It's not so much the onstage performing that draws me, but it’s the process of singing and the stories I get to tell through performance that I’m in love with.
As a classically trained opera singer, music professor Emily Martin knows a thing or two about amplifying voices. From her collaborations with other singers and composers to her vocal performance classes at Bucknell, Martin consistently seeks new opportunities to bring underrepresented artists into the spotlight.
"There's a very small number of arts organizations that champion female composers, and many female composers have a different view of life and the world than their male counterparts," she says. "It's important to carve out space for diverse stories because uplifting every voice ensures that perspectives aren't being left out of the industry."
That's why students in Martin's newest voice lesson studio course not only dive deep into the compositional work of women but also Black, Latin and Indigenous artists. By conducting and presenting research on diverse composers, students are challenged to widen their artistic perspectives and consider issues surrounding equity and inclusion in professional music.
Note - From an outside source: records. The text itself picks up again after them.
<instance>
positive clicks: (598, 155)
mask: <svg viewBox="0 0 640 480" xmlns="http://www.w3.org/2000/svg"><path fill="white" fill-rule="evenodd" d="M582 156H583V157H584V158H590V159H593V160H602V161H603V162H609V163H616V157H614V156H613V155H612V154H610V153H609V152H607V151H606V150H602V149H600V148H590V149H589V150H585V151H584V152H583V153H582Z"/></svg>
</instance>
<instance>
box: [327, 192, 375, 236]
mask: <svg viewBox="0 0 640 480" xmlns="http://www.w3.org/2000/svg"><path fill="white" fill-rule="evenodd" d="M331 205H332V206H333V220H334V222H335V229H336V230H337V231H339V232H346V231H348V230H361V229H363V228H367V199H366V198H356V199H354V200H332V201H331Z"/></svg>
They then transform that awareness into action by choosing a piece by one of the composers to practice in applied voice lessons and eventually perform during their end-of-semester jury.
It's a curriculum that illustrates Martin's steadfast commitment to providing aspiring musicians with knowledge beyond the technical training they receive in their lessons. From launching an opera education program for underserved Central Pennsylvania communities to curating recitals showcasing Syrian women's poetry, entwining social justice and vocal art is central to Martin's approach.
She extends that effort beyond education, too, in her work with Women on the Verge, a performance trio dedicated to elevating women's stories and experiences. Formed in 2016 by Martin and two close colleagues, the group performs and commissions female-focused classical music and produces a podcast exploring female Canadian composers' repertoires. A new three-pronged project helmed by Martin and a fellow trio member also seeks to aid arts entrepreneurship through consulting, community building and social justice advocacy.
"What's incredibly important to me in all of this is increasing equity for women and overall diversity in the performing arts," says Martin, whose featured performance on a classical music album was listed as one of The Chicago Tribune's "Best Classical Recordings of 2020."
"Because so many of my students know the kind of work I do outside Bucknell, it's awesome to interweave some of that in the coursework so that they can experience it," she adds. "They're not just hearing about equity and inclusion, but they're practicing it and applying it to their art."